Double Commonwealth Champion Jodie Stimpson has made the switch from standard distance to long distance triathlon racing.

Stimpson, who began competing in triathlon at the age of eight-years-old, has competed at every level of the sport from World Series through to Grand Final.

She began her career in 1997 where she was coached by Darren Smith before moving to Loughborough University where she trained for four years.

“My journey into triathlon started when my dad taught me to swim when I was four,” Stimpson began. “My uncle set up a triathlon group with my dad which had me, my uncle and my cousin as members.
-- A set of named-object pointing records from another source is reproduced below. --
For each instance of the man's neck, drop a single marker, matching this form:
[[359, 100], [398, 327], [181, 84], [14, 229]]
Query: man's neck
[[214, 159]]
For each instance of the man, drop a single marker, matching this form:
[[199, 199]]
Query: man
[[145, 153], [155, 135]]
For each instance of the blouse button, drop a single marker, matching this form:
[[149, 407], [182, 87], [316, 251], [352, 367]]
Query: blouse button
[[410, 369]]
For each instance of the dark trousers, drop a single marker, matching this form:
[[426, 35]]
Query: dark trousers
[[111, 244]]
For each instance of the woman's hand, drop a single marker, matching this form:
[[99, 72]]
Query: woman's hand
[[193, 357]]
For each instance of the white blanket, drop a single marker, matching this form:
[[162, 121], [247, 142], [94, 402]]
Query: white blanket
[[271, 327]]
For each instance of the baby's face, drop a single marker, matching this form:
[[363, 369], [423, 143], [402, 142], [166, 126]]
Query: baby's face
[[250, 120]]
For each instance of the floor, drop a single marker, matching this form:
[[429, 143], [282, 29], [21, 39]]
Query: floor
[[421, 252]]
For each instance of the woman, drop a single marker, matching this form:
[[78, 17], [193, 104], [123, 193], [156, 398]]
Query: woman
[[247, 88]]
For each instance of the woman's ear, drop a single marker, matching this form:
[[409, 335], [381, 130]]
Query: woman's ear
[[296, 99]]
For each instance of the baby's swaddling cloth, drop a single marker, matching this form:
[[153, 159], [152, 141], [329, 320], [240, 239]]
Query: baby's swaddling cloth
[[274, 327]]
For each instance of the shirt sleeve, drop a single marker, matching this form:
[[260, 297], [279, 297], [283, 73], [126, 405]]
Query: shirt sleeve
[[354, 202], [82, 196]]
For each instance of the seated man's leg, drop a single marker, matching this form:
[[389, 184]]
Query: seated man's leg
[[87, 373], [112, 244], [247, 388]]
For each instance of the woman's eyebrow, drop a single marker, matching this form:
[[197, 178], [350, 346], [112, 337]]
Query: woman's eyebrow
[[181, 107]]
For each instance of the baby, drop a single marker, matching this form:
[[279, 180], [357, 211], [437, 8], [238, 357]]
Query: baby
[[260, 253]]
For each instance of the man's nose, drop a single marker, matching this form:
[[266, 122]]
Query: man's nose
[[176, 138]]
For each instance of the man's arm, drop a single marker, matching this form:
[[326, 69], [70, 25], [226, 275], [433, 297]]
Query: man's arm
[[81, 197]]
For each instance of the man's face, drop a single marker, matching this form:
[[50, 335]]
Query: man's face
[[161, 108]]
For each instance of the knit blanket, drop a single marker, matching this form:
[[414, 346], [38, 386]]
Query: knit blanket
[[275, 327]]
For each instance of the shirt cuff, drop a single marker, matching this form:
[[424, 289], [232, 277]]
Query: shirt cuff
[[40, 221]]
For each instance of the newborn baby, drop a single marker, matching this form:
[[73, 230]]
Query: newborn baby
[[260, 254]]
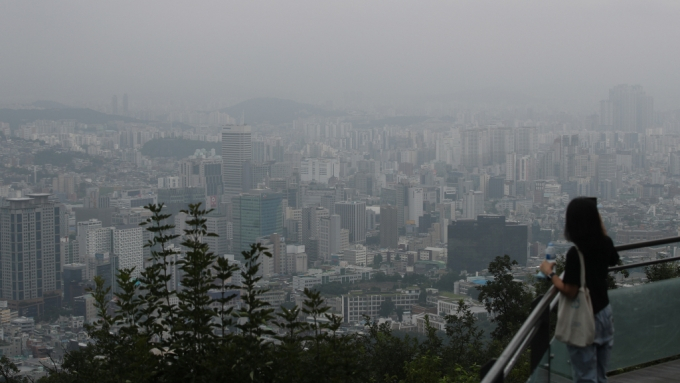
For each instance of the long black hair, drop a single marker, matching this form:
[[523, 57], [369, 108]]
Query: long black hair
[[583, 223]]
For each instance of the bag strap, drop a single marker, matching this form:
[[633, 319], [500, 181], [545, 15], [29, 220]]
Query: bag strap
[[583, 267]]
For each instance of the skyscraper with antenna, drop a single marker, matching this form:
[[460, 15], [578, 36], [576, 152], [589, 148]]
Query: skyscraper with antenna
[[236, 150]]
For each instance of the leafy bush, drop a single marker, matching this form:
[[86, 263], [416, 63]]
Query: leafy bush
[[151, 335]]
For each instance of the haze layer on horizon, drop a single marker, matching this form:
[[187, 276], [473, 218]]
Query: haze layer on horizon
[[71, 51]]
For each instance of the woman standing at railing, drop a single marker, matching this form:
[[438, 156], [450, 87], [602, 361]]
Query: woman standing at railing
[[584, 228]]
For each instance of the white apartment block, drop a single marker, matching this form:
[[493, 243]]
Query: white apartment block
[[355, 306], [319, 169], [127, 244], [355, 255]]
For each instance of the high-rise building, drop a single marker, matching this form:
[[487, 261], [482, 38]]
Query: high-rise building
[[415, 204], [476, 243], [255, 214], [125, 105], [30, 266], [127, 244], [632, 109], [389, 232], [606, 175], [402, 204], [217, 223], [329, 236], [353, 218], [236, 149], [473, 204]]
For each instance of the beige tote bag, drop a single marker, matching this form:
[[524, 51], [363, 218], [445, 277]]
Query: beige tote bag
[[575, 318]]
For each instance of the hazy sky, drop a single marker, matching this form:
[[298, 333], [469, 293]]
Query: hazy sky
[[318, 49]]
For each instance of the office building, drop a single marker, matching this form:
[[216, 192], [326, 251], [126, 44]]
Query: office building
[[329, 236], [353, 218], [127, 244], [255, 214], [389, 232], [236, 149], [473, 244], [30, 266]]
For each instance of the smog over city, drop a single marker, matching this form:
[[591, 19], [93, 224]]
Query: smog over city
[[349, 191]]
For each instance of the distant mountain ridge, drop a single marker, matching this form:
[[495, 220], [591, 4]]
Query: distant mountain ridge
[[274, 111]]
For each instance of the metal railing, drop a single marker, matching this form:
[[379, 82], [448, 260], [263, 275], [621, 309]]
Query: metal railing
[[535, 330]]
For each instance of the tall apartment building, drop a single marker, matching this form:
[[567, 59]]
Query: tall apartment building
[[92, 239], [30, 266], [217, 223], [353, 218], [415, 204], [389, 232], [254, 215], [632, 110], [329, 236], [236, 149], [127, 244]]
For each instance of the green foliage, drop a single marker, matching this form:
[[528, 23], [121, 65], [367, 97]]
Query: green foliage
[[386, 307], [150, 333], [507, 299], [9, 372], [662, 271]]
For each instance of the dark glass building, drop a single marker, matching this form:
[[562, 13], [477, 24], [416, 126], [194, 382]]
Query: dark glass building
[[473, 244]]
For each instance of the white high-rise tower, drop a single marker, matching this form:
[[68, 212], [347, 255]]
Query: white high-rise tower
[[236, 149]]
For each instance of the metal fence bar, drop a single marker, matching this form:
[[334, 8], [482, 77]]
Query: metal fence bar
[[520, 341]]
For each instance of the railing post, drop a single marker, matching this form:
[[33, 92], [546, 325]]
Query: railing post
[[541, 341], [485, 369]]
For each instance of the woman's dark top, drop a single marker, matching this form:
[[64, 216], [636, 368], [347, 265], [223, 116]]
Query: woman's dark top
[[598, 255]]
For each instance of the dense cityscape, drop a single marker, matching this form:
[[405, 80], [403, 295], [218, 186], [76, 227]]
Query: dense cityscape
[[366, 208], [333, 191]]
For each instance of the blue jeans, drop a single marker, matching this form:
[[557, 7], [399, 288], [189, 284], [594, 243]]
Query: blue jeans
[[589, 364]]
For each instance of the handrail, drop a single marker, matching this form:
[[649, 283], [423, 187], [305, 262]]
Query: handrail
[[506, 361]]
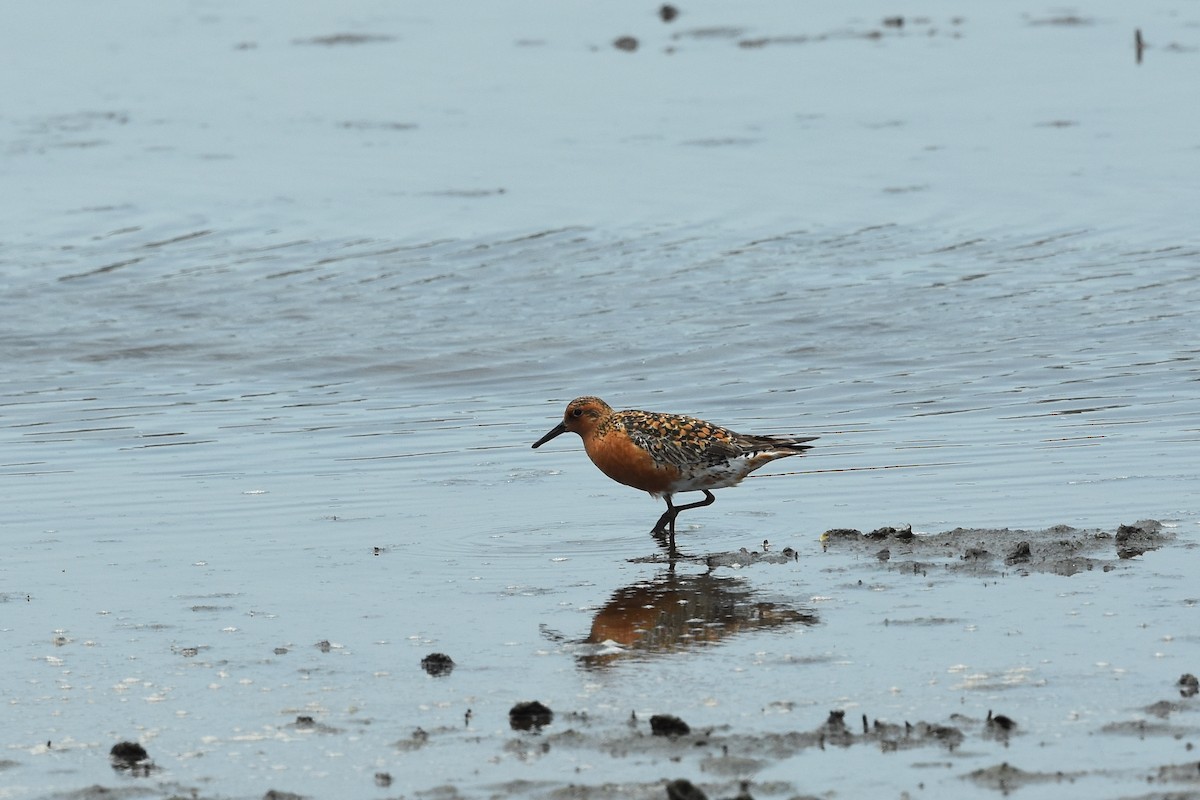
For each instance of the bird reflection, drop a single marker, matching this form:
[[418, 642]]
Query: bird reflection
[[671, 613]]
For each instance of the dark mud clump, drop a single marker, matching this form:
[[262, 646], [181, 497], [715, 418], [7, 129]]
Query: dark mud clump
[[1060, 549], [437, 665], [1137, 539], [529, 716], [130, 757], [683, 789], [1005, 777], [664, 725]]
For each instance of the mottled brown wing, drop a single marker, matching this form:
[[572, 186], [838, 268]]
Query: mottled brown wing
[[682, 441]]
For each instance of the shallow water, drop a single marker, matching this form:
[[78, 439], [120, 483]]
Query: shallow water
[[265, 443]]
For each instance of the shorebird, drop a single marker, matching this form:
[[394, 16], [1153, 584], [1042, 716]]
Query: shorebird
[[667, 453]]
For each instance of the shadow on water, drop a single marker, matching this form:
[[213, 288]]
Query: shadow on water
[[675, 613]]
“I did my first triathlon at eight-years-old, and I just remember finishing and my dad being there. The moment of him being proud of me and that moment has never really changed throughout my career. He was there at the majority of my finishes. If I had to dedicate anything I’ve done in my career it would be to my family.”

It was the Commonwealth Games in 2014 that Stimpson says was a standout for her, and with the British crowd behind her, she kicked on to not only take gold in the individual but also the Mixed Team Relay.


“Obviously, Glasgow 2014 Commonwealth Games has to be up there as one of my biggest highlights,” Stimpson added. “It was basically a home Games and to have the crowd right there was amazing. It was crowds three people deep screaming my name and to top it all off having my mum and dad, sister and my niece at the finish line was amazing and I grabbed them straight away.

“Triathlon is an individual sport, but it’s so much more than that and my family have been a part of my journey from when I started, so, to be able to share that moment with them and everyone who has supported me is hard to say how special that was.”

Stimpson also recognises the World Triathlon Series race in Kitzbühel as a standout for her where she went from feeling nervous to taking the victory.

“Competing in Kitzbühel is another highlight for me,” Stimpson said. “I was saying to Darren Smith, my coach at the time, I really don’t think I should be doing this. He told me I would be ok and would do alright.

“My mum always struggles to watch my races, she’s a typical mum who just wants me to be safe and she couldn’t not watch as she was stuck on top of a mountain and that was a real special one for me.”

Throughout her long career in triathlon, Stimpson has been an integral part of the British team, but she recognises how lucky she has been to be part of a sport that means so much to her and to have the support of her family and team-mates.

“Anybody who knows me, knows that I wear my heart on my sleeve and my heart is full of triathlon,” Stimpson continued.

“I never wanted to do anything else growing up and I have been asked numerous times what would you do if you weren’t a triathlete and really I never wanted to do anything else. To be able to be a triathlete as my job has made me one of the luckiest people to be able to say that.

“There are so many people to mention and thank but I think it I have to mention my family. Their job isn’t done now I’ve finished with World Triathlon races. Their support is definitely needed for my long distance career too.

“Everyone knows that Darren Smith was a massive part of my success, and I wouldn’t have had a large part of my career without him. Also, the training group, D Squad, that I was with which was one of the best times of my life. I want to thank them too because I wouldn’t have had the success without them too.

“I’d also like to thank my management team at Arête who have been with me my whole career. Their support has allowed me to focus on training and racing knowing I had a great team behind me.”

As Stimpson looks ahead to her 70.3 career, she is relishing the new ways of racing and taking on the challenge to compete with the best in the world.

“Whenever I raced in my career, I wanted to be the best in the world and I wanted to have a good career,” Stimpson said.

“I wanted to beat the best in the world and always be there at the pointy end of races and that hasn’t changed going into 70.3s. The challenge is still there to beat the best in the world. I feel like such a beginner, but it’s opened so many new challenges that excites me and so much that I have to learn. It’s exciting to be on this new journey.”

British Triathlon Performance Director, Mike Cavendish, said: “Jodie has always been a dedicated, passionate and supportive member of the programme. She has been missed on the start-line of WTCS racing over the last few years and it is personally really sad that I didn’t get to see Jodie at her absolute best – through no fault of her own.

“She has always set a fantastic example to her peers and the next generation of athletes both in training and competition and she has played an enormous part in the success that our women’s team now enjoys.

“That said, Jodie has had a fantastic short-course career in her own right – with her double gold in the Glasgow Commonwealth Games a real highlight. I wish her the best of luck on the long-course stage and know that everyone at British Triathlon will be watching on with pride.”